Increased funding needed for climate change education and training

published 24 May 2017 updated 30 May 2017

An insufficient allocation of resources to climate change education has drawn the ire of Education International during a recent contribution to the Dialogue on Action for Climate Empowerment, Education.

Education International (EI) raised its concerns about investment in climate change education during a panel discussion on 16 May at the fifth Dialogue on Action for Climate Empowerment held in Bonn, Germany. The panel discussion focused on the financial resources for climate change education and came at the end of the first session on climate change education.

Three major funding mechanisms were presented: the Global Environment Facility, the Adaptation Fund, and the Green Climate Fund. Although these mechanisms fund education and training activities, none of them is dedicated specifically to climate change.


Climate change raises urgent issues relating around adaptation for countries in the short and medium terms. However, this adaptation requires that current and future climate change be considered in current decisions and policy implementations in order to limit its negative impact. The costs relating to this adaptation are already estimated at several dozen billion dollars (USD) every year, and developing countries are particularly exposed in this regard.

EI: Need for long-term investment

Therefore, EI regrets that climate change education, which is seen as a long-term investment, is not considered a priority.

During the discussion, EI reaffirmed its stance that the economic, social and environmental benefits accruing from properly resourced and prioritised quality education, including climate change education, would largely compensate for the costs linked to often ill-advised political and economic decisions. Major net financial gains would be made, according to EI.

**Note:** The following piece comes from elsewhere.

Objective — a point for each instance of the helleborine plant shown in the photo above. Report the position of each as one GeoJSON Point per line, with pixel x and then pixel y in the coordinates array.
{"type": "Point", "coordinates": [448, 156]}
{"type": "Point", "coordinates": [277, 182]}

Over the years, the Dialogue on Action for Climate Empowerment, which brings together representatives of government and civil society, has become a crucial venue for international talks on climate change. It is a place where information on all aspects of climate change education and training is gathered and exchanged. Although the importance of education was acknowledged early in discussions on climate change and re-emphasised at several key moments, such as the recent signing of the Paris Agreement of 2015, EI believes that the resources allocated to education remain insufficient.